Andrew P. Garlisi MD, MPH, MBA, VAQSF

Sepsis - July 25, 2022

The Insidious and Devastating Nature of Sepsis

Sepsis and septic shock are often insidious diseases with subtle initial presentations which masquerade as less ominous conditions. Early symptoms and signs can be nonspecific and non-alarming. These can cause delays in diagnosis and definitive treatment. Such delays can be catastrophic.

Elderly cases:

Infant cases:

An example of an adult case is a 42-year-old female who presented to the emergency department at 4 pm with abdominal pain, nausea, and vomiting. This woman had been diagnosed with rheumatoid arthritis and placed on Humira. She was an otherwise healthy woman, working as a free-lance journalist and mother of two children. 

She presented with stable vital signs—RR 18, blood pressure 118/68, heart rate 92, temp 37.4, room air pulse oximetry 96% room air.  Her physical examination revealed lower abdominal tenderness. The emergency physician ordered an IV fluid bolus, pain medication, Zofran, labs, urinalysis, and a CT scan of the abdomen and pelvis. No orders were entered for continuous monitoring.  

Two hours later, the evening change-of-shift occurred. The ED was full, and multiple patients were handed off to the oncoming physician. Two squads arrived at the change-of-shift with one critical patient, which immediately consumed the time and attention of the night shift doctor.  

Meanwhile, our 42-year-old patient was still waiting for the CT scan. Five other patients were waiting for CT scans ahead of her.  Newly arriving nurses were scrambling to catch up on the influx of patients which included 4 patients on hallway stretchers.  

At 8 pm the patient was transported to the radiology department for her CT. Labs had resulted, remarkable only for an elevated white blood count of 15,500 and a lactate level of 2.4. The oncoming physician had not yet had the opportunity to examine the patient who had been handed off at the change of shift.  

The patient returned from the CT department.
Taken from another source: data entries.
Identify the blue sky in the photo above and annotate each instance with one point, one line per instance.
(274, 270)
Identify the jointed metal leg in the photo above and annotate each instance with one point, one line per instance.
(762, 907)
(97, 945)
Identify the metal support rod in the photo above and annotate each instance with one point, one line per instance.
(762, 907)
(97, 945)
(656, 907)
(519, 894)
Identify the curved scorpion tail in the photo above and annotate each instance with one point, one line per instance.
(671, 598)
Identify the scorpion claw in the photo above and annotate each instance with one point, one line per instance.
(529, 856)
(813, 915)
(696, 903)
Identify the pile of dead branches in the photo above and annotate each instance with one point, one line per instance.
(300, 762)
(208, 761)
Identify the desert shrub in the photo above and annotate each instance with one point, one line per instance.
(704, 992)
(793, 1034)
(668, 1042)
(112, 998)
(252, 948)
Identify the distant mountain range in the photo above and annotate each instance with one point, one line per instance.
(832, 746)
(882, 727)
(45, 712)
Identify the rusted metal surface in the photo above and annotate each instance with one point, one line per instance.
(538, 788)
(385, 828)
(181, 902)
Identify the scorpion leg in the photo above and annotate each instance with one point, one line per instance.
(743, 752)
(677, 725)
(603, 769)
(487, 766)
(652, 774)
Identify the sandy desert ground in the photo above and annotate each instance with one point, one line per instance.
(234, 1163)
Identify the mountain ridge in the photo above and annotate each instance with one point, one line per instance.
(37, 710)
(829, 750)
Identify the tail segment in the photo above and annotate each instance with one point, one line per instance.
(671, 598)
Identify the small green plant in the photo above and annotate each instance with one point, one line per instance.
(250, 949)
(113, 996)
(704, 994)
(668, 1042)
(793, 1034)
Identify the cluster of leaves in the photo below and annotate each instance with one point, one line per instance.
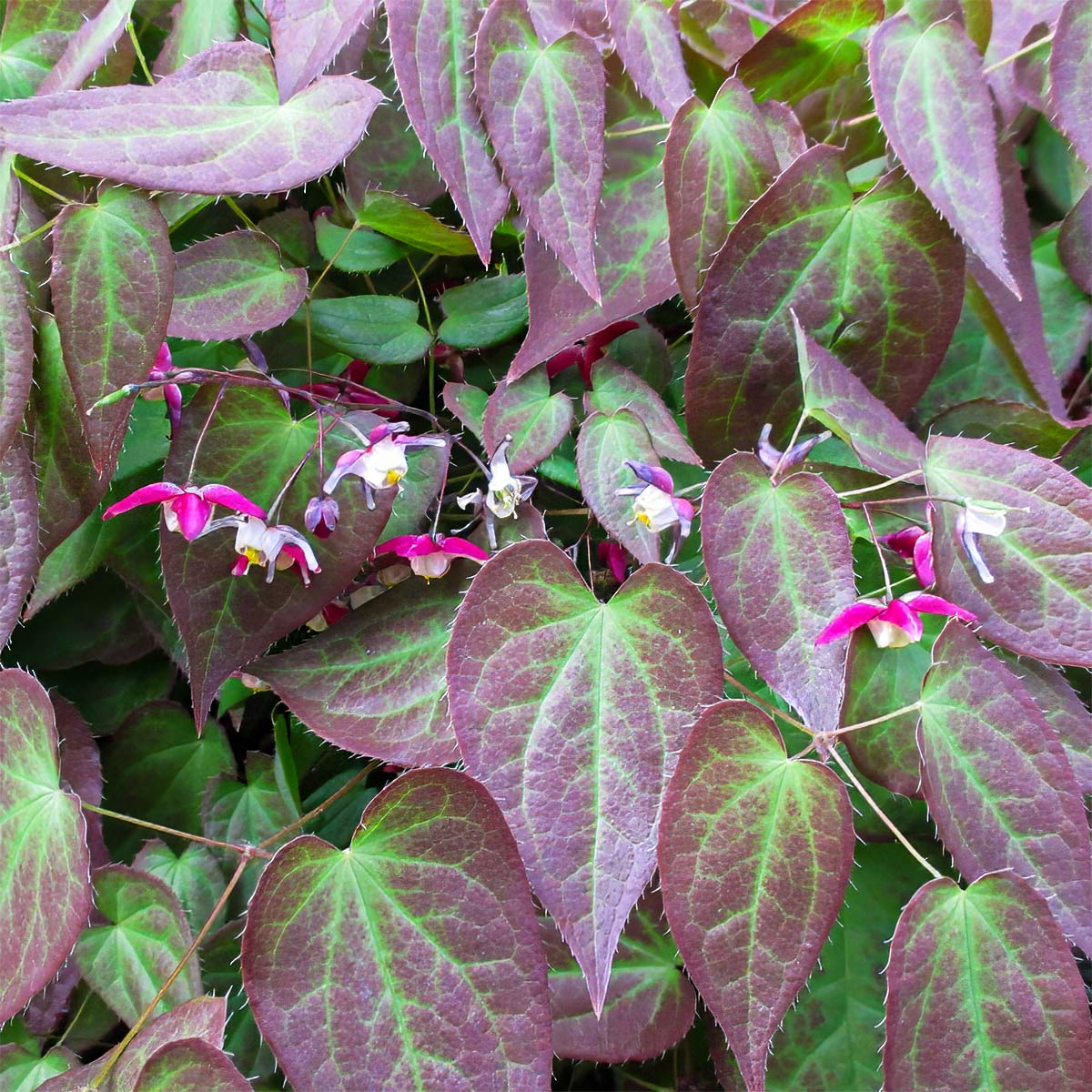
(573, 809)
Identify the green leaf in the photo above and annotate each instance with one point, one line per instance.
(129, 959)
(451, 967)
(484, 312)
(987, 972)
(45, 895)
(399, 218)
(378, 329)
(157, 768)
(355, 250)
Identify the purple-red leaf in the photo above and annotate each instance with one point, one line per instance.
(754, 855)
(46, 895)
(1041, 601)
(781, 568)
(572, 713)
(410, 960)
(233, 287)
(543, 107)
(936, 110)
(432, 53)
(525, 410)
(884, 273)
(216, 126)
(647, 39)
(1070, 86)
(307, 35)
(649, 1006)
(998, 784)
(112, 283)
(375, 682)
(719, 158)
(986, 973)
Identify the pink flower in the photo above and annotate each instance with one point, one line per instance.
(431, 557)
(893, 625)
(656, 506)
(186, 509)
(915, 544)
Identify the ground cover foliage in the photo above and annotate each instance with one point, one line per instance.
(545, 543)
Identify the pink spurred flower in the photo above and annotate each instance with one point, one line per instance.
(381, 464)
(915, 545)
(187, 509)
(656, 506)
(431, 557)
(893, 625)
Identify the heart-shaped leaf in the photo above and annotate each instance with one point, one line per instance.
(543, 108)
(232, 287)
(378, 329)
(45, 896)
(754, 856)
(934, 104)
(649, 1006)
(781, 568)
(1041, 601)
(647, 39)
(432, 53)
(216, 126)
(452, 967)
(718, 161)
(998, 784)
(308, 34)
(375, 682)
(128, 960)
(616, 388)
(572, 713)
(603, 447)
(112, 283)
(525, 410)
(877, 279)
(813, 47)
(252, 446)
(987, 971)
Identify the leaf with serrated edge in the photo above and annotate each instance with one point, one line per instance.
(647, 39)
(374, 683)
(649, 1007)
(998, 784)
(544, 110)
(1041, 602)
(572, 713)
(935, 107)
(232, 287)
(781, 568)
(632, 254)
(838, 399)
(450, 969)
(216, 126)
(307, 35)
(525, 410)
(884, 270)
(19, 535)
(112, 283)
(988, 973)
(616, 388)
(126, 960)
(604, 445)
(718, 159)
(432, 53)
(754, 856)
(45, 887)
(252, 445)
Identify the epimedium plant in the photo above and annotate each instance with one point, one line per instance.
(535, 531)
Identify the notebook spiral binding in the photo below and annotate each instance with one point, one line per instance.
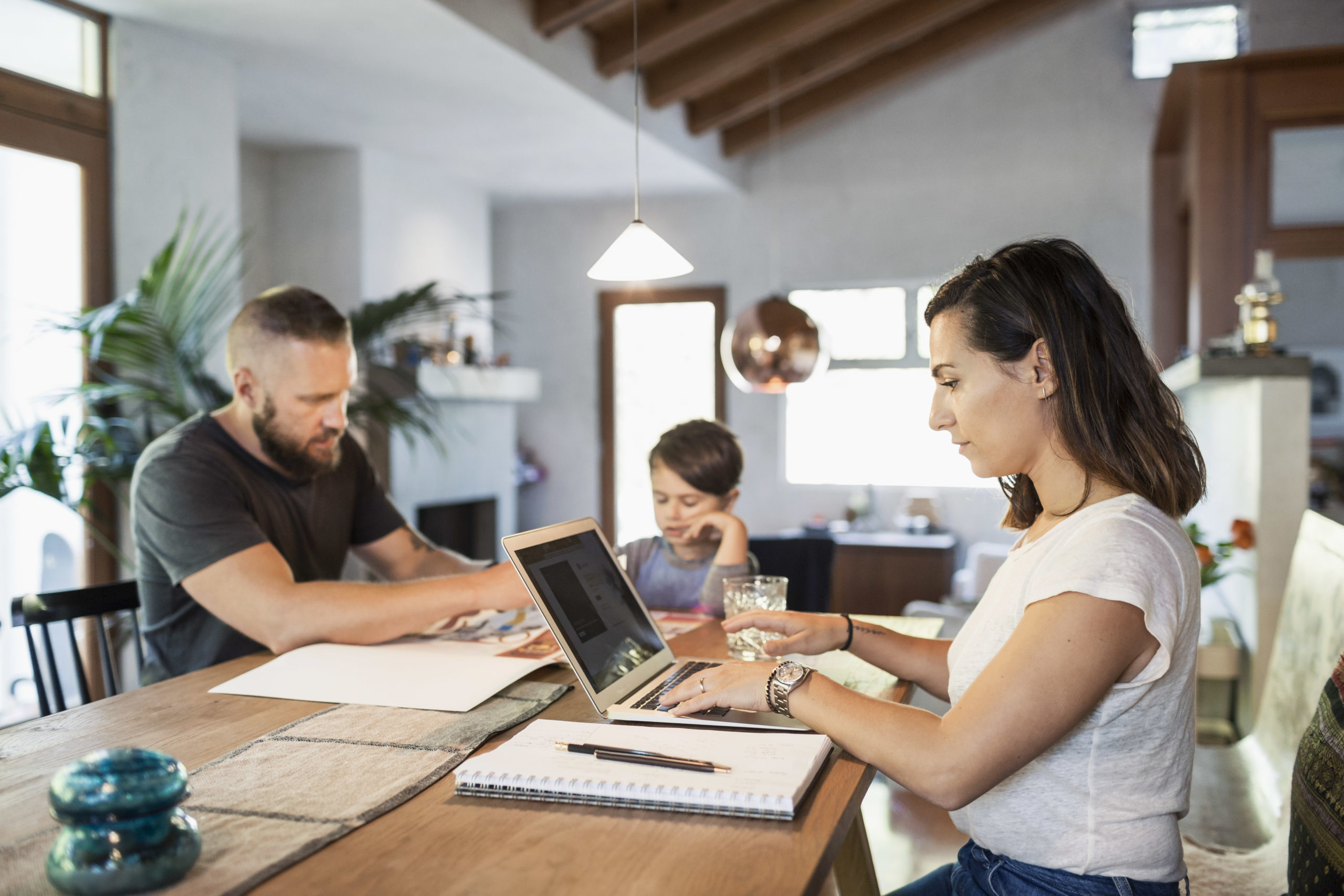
(604, 793)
By 9:30 pm, the emergency physician was able to reassess the patient complaining of increasing abdominal pain. She exhibited LLQ tenderness and guarding. Noting the elevated white blood count, the physician ordered IV Zosyn and requested that the patient be placed on a cardiac monitor. He ordered repeat vital signs, which revealed a heart rate of 108 and blood pressure of 102/60. Because of the deluge in CT studies, the radiologists were running behind in CT interpretations.  
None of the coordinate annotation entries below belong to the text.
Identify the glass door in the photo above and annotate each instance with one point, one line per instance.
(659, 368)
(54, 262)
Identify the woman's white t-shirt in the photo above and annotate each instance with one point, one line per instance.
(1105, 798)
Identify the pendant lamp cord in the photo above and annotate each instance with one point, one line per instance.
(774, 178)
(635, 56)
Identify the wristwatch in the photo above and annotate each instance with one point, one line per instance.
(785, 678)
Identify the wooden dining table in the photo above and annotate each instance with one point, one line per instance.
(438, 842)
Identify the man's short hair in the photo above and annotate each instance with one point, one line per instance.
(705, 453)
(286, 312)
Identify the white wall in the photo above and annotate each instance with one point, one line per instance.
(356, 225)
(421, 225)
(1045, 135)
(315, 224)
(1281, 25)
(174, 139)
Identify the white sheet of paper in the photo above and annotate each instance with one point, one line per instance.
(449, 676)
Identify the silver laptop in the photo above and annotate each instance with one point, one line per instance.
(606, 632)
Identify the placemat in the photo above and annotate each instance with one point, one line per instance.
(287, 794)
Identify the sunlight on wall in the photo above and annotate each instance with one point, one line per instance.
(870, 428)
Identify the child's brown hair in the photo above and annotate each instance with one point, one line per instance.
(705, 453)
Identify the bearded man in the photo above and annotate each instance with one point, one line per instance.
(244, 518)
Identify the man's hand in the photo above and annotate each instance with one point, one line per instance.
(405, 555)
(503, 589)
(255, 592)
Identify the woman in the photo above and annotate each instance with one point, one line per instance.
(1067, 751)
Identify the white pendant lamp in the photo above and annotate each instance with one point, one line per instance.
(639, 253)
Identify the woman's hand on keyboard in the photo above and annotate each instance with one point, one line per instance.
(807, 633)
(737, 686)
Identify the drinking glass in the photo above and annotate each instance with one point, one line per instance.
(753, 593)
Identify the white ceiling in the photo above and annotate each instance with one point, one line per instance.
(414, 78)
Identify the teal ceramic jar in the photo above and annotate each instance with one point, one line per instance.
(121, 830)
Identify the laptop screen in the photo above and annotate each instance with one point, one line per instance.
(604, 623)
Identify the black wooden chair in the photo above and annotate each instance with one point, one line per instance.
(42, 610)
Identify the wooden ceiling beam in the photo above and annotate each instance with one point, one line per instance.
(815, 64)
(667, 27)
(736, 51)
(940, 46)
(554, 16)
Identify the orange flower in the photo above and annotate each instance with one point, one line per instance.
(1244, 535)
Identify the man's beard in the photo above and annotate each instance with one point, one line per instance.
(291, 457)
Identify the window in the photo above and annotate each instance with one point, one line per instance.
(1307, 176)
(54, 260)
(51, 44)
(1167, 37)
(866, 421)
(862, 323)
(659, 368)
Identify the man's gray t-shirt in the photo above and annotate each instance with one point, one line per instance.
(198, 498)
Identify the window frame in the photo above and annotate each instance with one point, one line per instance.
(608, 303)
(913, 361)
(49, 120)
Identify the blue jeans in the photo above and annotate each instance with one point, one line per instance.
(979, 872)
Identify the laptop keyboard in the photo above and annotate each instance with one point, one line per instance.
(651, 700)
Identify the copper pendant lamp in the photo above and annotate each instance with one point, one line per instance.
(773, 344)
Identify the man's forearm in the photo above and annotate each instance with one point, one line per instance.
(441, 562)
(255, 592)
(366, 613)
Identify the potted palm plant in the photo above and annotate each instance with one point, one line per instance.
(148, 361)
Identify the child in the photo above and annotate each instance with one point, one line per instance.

Unfortunately, due to staffing issues and an overburdened ED, the nurse (who was also caring for the critically ill respiratory failure patient who required emergency intubation and multiple medications) was not able to place the patient on the cardiac monitor or hang the Zosyn.  

At 10:30 pm, a family member arrived and screamed out for help. A nurse and the ED doctor rushed into the room to find the 42-year-old patient lethargic and diaphoretic with a thready pulse. The patient was not on the cardiac or blood pressure monitor. A flurry of activities included vital signs, heart monitor, placement of second IV line, and order for two liters fluid bolus. The patient’s blood pressure was 70 systolic. Zosyn was finally initiated. Norepinephrine was ordered. At that time, the radiologist called the ED to alert the staff that the patient had evidence of diverticular abscess and perforation on the CT. The on-call surgeon was paged.  

The patient deteriorated despite resuscitation efforts and expired in the emergency department. 

This case illustrates how a septic patient can present with subtle signs and symptoms and rapidly progress to septic shock and death within hours. This case also demonstrates the importance of RISK FACTOR assessment.  

Unfortunately, It was the perfect storm for pitfalls and miscues resulting in a tragic preventable death.  

Thank you for taking the time to review Sepsis this month.